When starting a garden cultivator, it’s best to ensure the tines are off the ground by leaning the machine back slightly. Once you have fired up the machine, you can slowly let the tines make contact with the ground and dig in a bit. To get more depth, pull back on the unit to make the tines reach further in the ground to your desired depth.
If your machine has a choke or primer, you’ll need to follow the instructions that came with the equipment to ensure a proper starting cycle.
How To Unfreeze A Cultivator
If your engine is running but the tines are moving, you’ll have to inspect multiple parts of the machine to find and resolve the issue. Here are some of the common causes:
- Drive belt
- Idler assembly
- Engagement cable
- Shear pins
Each garden cultivator will be different, so you may need professional guidance to work out the problem(s). Check your owner’s manual if you wish to work on it yourself and locate replacement parts, if necessary.

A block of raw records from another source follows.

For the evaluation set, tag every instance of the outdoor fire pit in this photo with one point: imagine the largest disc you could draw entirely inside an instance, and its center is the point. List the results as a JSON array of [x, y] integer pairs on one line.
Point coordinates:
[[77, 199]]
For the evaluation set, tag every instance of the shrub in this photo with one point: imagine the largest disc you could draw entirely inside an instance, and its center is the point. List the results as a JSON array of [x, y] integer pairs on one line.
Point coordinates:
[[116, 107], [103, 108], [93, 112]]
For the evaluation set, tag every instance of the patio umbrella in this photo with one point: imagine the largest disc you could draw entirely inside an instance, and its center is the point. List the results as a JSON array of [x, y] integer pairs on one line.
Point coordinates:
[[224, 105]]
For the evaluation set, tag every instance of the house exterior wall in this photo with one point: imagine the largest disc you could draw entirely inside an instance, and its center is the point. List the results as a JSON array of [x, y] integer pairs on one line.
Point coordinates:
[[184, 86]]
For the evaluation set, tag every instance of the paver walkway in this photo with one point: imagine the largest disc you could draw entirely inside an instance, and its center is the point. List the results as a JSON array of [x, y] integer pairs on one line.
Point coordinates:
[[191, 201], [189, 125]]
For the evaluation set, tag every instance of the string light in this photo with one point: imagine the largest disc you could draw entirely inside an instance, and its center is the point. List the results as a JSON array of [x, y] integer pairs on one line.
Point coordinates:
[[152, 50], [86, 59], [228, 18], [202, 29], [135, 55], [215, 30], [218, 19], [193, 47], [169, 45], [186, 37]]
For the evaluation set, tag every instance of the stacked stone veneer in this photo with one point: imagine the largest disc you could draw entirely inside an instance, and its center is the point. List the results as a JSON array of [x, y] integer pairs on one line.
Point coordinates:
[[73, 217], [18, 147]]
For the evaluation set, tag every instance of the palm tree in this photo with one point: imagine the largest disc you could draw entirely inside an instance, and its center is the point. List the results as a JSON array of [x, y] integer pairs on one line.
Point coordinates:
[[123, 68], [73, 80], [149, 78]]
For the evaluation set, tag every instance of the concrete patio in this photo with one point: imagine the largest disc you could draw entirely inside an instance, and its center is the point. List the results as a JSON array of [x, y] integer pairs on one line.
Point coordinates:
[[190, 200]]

If the motor itself has seized up, you may need to use an anti-seize solution as directed by the specific product purchased. This can be an easy fix that requires little-to-no experience.

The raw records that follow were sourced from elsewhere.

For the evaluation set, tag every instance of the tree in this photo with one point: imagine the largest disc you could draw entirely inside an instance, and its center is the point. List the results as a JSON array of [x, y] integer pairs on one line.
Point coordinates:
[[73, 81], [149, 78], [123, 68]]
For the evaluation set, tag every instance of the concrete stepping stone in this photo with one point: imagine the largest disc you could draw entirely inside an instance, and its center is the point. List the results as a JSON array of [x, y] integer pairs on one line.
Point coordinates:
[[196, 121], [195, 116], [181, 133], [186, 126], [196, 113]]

Maintenance For Tractor Cultivators
Maintaining tractor cultivators is much like a garden cultivator, except there are typically fewer motorized parts. Many tractor cultivators are simply dragged behind the tractor instead of attached to the PTO of the tractor. Regardless, here are the main factors for tractor cultivator maintenance:
- Repair or replace damaged or worn-out tines.
- Don’t cultivate deeply on a first pass, as they can reduce the lifespan of the tines.

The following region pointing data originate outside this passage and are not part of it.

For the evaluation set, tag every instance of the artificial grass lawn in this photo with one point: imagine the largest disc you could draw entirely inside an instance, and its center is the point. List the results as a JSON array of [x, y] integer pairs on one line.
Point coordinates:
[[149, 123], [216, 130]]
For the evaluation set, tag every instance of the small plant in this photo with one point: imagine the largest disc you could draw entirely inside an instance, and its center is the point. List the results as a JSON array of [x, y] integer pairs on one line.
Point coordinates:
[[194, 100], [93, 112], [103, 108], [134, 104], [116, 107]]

- Avoid using in extremely compacted and/or rocky soils.
- Keep moving parts lubricated and free from rust.
That’s about all that is needed to ensure that a tractor cultivator lasts for years to come. The tines can be readily damaged if you drive too quickly through tough plots of land, so slow and steady is the way to go if you want to ensure your machine lasts for as long as you’ll need it!
How To Set Up A Field Cultivator
Setting up a field cultivator comes down to the depth you want to cultivate, the speed you want to drive, and the quality of soil that is going to be cultivated. Rocky and compacted soils that aren’t flat will require less depth and slower speeds for the first few passes.
The flatter the ground, the faster you can drive. The flat ground also typically means that you can cultivate deeper as well.
The best course of action is to make multiple passes with each pass at a larger depth for the sake of the cultivator’s longevity.
How to Replace The Blades On A Farm Disc Cultivator
Whether you are using a disc harrow or a field cultivator with tines, you’ll inevitably need to replace them when they are worn-out. Some harrows and cultivators require that you take off entire axels while others have individuals discs/tines that can be replaced much easier.
The exact process will depend on your specific unit, so consult your owner’s manual or research the specifics of your machine online for more guidance.
Final Words On Cultivator Maintenace
Cultivators can be a large expense for homesteaders on a budget. This means that ensuring they are working for years to come is the best way to get a return on the investment (unless you want to make your own DIY cultivator).
Many of these cultivator maintenance tips in this article are easy to carry out, don’t take much time, and aren’t necessary to repeat often. Use them and keep your machinery working like new if you want to be able to cultivate our land as needed!